「東京一極集中」に貢献している地域ランキング 東京デッドエンド化は誰が生み出しているのか
人口動態を専門とする筆者の予想どおり、2022年は転入数が転出数を上回る「転入超過数」(移動による人口の純増)で東京都が3.8万人となり、再び首位に返り咲きました。2021年にはコロナ感染防止のための都道府県間の移動制限の影響をうけて6位(1位から神奈川、埼玉、千葉、福岡、大阪)にまでいったん転落しましたが、バブル崩壊後の1997年に男女合計で転入超過エリアとなって以降、不変の転入超過による人口集中はとどまることがありません。
人口問題において、いまだに地元の転入超過総数が「増えた、減った」だけで議論しているエリアが散見されますが、そのようなどんぶり勘定の議論では、東京都の1997年から(女性は1996年から)続く四半世紀にわたる人口一極集中を止めることは不可能といってよいでしょう。
このようなどんぶり勘定での人口議論を見直していただくためにも、巷で言われる「東京一極集中」について今回は、「いったい、どこから東京にやってくるのか」について、データ分析結果をお伝えしたいと思います。
東京との人口綱引きに勝利したエリアはわずか3エリア
分析には「住民基本台帳」を用いているため、東京都に住民票を移す直前の住所地(道府県)での分析結果となります。また、同じ道府県が東京都に送り出した人口と東京都から受け入れた人口は相殺されます。あるエリアと東京都の人口綱引きで勝ったエリア、負けたエリアのランキング、ということになります。

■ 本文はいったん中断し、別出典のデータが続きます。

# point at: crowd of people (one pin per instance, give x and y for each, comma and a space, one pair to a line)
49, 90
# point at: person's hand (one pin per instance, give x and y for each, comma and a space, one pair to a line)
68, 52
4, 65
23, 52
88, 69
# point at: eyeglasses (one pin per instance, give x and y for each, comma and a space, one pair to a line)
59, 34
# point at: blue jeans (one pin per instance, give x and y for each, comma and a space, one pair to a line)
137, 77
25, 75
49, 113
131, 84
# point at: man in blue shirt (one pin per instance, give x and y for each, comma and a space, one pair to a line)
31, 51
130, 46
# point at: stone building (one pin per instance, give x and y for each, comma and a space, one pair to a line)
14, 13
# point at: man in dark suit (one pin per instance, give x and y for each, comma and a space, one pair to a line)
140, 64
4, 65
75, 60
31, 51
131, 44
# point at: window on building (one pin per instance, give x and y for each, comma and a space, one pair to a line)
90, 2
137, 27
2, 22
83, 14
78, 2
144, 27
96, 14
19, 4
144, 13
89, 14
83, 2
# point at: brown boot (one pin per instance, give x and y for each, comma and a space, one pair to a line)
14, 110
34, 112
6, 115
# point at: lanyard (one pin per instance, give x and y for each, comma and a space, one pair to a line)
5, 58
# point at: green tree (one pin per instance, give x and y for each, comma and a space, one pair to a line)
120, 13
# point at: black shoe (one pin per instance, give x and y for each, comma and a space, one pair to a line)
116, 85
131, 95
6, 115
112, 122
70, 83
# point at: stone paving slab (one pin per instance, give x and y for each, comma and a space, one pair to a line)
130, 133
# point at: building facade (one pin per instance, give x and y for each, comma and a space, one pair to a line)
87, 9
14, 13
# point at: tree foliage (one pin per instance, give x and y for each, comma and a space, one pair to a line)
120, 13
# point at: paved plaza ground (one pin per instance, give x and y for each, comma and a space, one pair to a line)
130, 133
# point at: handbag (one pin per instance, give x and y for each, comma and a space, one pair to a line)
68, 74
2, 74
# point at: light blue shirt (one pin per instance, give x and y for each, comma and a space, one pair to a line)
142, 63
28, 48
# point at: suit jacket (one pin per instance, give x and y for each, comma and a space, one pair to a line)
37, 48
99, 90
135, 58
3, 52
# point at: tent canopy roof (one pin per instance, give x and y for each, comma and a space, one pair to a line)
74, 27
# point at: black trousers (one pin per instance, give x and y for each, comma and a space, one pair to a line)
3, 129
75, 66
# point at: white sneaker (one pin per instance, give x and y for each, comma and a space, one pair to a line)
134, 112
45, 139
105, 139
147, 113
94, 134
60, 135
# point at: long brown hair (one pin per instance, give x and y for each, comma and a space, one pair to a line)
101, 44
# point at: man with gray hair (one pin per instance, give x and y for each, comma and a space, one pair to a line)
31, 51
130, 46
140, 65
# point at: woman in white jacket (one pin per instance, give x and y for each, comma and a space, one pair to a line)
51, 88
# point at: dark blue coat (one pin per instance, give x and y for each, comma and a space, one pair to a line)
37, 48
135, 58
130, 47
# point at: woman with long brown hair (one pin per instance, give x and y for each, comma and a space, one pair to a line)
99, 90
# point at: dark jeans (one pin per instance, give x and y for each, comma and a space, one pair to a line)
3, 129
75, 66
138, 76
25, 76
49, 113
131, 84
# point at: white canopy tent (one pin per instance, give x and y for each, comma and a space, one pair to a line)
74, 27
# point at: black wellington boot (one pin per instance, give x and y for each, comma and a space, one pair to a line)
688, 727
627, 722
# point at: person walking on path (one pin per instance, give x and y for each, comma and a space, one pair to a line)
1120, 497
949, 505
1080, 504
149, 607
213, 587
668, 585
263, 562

2022年に東京都との人口綱引きで勝利したエリアは、46道府県中わずか3エリアという残念な結果となりました。
2022年の1年間で、東京都は43エリアとの人口綱引きに勝利し、6.3万人の転入超過となっています。一方、埼玉県、神奈川県、千葉県との人口綱引きには負けて2.5万人が転出超過となりました。つまり、この差額となる3.8万人の人口が東京都に転入超過となったわけです。